Several times the Clarets would turn down offers for their contracted winger from Football League clubs in an attempt to hold out for the highest bidder.

He finally departed in the summer of 2010 as a free agent to further his playing career, resulting in signing for League Two side Barnet.

It would also indicate the end of his days working at PlayFootball.

And while Pompey’s fifth training home in 18 months represents a fresh start for Andy Awford and his playing squad, for Holmes the memory cannot help but be stirred.

He added: ‘I worked at PlayFootball in Southend, I did all the admin stuff and got offered the assistant manager’s role – then made it pro with Barnet.

‘I was working with all my mates, I really enjoyed it there, now it’s funny we will be training at the one in Portsmouth.

‘I did a lot when I was outside the Football League, I stayed on at my college, did two years there, then went on to Anglia Ruskin University in Cambridge for my third year.

‘I studied Sports Science, so have my coaching badges and know the sports science side – and once football finishes I’m looking to get into teaching, probably PE.

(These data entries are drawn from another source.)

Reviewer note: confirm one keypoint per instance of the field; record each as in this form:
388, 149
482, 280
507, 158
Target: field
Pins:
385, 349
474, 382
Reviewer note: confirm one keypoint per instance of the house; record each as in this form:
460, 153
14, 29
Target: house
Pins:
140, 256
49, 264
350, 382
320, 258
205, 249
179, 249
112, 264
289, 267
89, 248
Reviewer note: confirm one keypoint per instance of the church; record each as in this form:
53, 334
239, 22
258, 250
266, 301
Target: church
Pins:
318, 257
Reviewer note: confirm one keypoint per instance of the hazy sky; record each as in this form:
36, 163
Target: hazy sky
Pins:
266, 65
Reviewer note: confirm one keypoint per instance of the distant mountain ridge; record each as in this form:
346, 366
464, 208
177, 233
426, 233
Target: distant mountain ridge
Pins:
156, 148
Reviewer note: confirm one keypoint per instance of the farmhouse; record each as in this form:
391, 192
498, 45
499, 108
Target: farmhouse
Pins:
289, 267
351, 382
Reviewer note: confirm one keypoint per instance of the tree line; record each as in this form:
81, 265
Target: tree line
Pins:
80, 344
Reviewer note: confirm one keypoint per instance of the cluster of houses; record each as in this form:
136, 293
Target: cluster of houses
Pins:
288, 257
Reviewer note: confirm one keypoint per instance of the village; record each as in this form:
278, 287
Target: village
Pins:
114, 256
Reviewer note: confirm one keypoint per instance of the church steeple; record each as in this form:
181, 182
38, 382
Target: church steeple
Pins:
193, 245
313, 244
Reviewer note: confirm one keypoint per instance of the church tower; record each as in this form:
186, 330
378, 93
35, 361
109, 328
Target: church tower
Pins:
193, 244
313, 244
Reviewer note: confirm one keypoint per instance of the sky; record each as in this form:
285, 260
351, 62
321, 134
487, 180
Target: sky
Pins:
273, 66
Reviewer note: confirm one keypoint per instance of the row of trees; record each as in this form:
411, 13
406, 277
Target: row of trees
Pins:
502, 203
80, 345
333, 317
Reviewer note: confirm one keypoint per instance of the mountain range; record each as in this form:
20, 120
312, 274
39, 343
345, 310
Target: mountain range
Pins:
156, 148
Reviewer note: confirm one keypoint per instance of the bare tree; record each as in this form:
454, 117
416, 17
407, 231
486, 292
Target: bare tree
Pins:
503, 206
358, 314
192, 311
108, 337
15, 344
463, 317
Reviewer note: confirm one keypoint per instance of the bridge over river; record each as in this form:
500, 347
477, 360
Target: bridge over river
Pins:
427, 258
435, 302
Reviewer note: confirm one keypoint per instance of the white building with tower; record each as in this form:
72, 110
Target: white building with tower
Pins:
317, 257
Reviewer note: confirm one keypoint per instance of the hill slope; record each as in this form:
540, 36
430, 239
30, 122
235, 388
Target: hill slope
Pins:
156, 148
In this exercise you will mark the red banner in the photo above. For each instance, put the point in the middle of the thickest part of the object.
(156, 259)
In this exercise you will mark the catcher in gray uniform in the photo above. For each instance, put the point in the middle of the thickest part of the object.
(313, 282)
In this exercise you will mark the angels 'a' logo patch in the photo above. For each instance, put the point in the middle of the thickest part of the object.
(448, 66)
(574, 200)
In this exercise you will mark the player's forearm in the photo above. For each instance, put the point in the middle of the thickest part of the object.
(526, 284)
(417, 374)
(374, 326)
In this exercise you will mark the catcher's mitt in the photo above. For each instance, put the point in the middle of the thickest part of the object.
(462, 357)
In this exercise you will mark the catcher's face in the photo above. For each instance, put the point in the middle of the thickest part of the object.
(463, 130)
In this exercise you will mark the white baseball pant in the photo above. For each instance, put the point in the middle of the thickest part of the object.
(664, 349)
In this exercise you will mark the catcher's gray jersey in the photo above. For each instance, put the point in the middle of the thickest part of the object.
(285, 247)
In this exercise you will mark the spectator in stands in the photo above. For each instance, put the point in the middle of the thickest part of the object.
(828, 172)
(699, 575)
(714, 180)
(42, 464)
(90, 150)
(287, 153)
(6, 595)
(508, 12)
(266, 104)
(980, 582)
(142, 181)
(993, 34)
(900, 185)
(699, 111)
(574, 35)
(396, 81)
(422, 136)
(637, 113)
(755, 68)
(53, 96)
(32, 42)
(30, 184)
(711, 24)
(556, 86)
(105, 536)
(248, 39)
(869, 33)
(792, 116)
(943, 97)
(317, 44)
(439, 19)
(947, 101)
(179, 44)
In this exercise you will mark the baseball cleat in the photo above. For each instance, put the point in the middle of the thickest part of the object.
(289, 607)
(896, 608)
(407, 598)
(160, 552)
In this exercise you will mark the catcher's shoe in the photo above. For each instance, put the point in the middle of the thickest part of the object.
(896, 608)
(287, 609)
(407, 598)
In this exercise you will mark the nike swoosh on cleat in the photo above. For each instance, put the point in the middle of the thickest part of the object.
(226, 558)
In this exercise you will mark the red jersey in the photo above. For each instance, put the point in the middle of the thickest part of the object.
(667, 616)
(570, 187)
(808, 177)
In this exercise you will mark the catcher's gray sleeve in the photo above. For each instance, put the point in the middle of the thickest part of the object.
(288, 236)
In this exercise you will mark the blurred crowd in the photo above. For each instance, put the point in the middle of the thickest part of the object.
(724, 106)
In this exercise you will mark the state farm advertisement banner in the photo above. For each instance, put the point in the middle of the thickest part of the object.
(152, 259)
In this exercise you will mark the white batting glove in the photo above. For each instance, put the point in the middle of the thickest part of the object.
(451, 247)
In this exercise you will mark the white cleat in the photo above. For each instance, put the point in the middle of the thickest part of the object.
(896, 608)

‘It’s a head start on everyone else who have come through the youth system and all they know is football. I have been there and worked as well and know I have a few things to fall back on.

‘A lot of the boys think “What are we going to do in the future?” because at this level we don’t earn enough money, then we have to go into the big, wide world.

‘Well I’ve touched foot on that side and have something to fall back on, so I take every year as it comes.’

At Barnet, Holmes would make 107 appearances and score 14 goals, once again establishing himself as a crowd favourite.

He was sidelined with a foot injury, however, for the final three months of the 2012-13 campaign which would see them relegated out of the Football League under Edgar Davids.

A switch to Pompey followed, where he made 45 appearances and scored twice on his way to claiming the Player of the Season accolade.

But despite the bouquets, Holmes will never forget the environment which provided his footballing grounding.

He said: ‘I came from nowhere, the Dog and Duck, and I still go and watch my mates play now.

‘I love it and towards the end of my career if I can’t stay pro I would have no hesitation going into non-league.

‘With those of us that played non-league, every time we go over the white line we seem to appreciate where we have come from and we know what it takes to get here, you have got to give it 110 per cent.’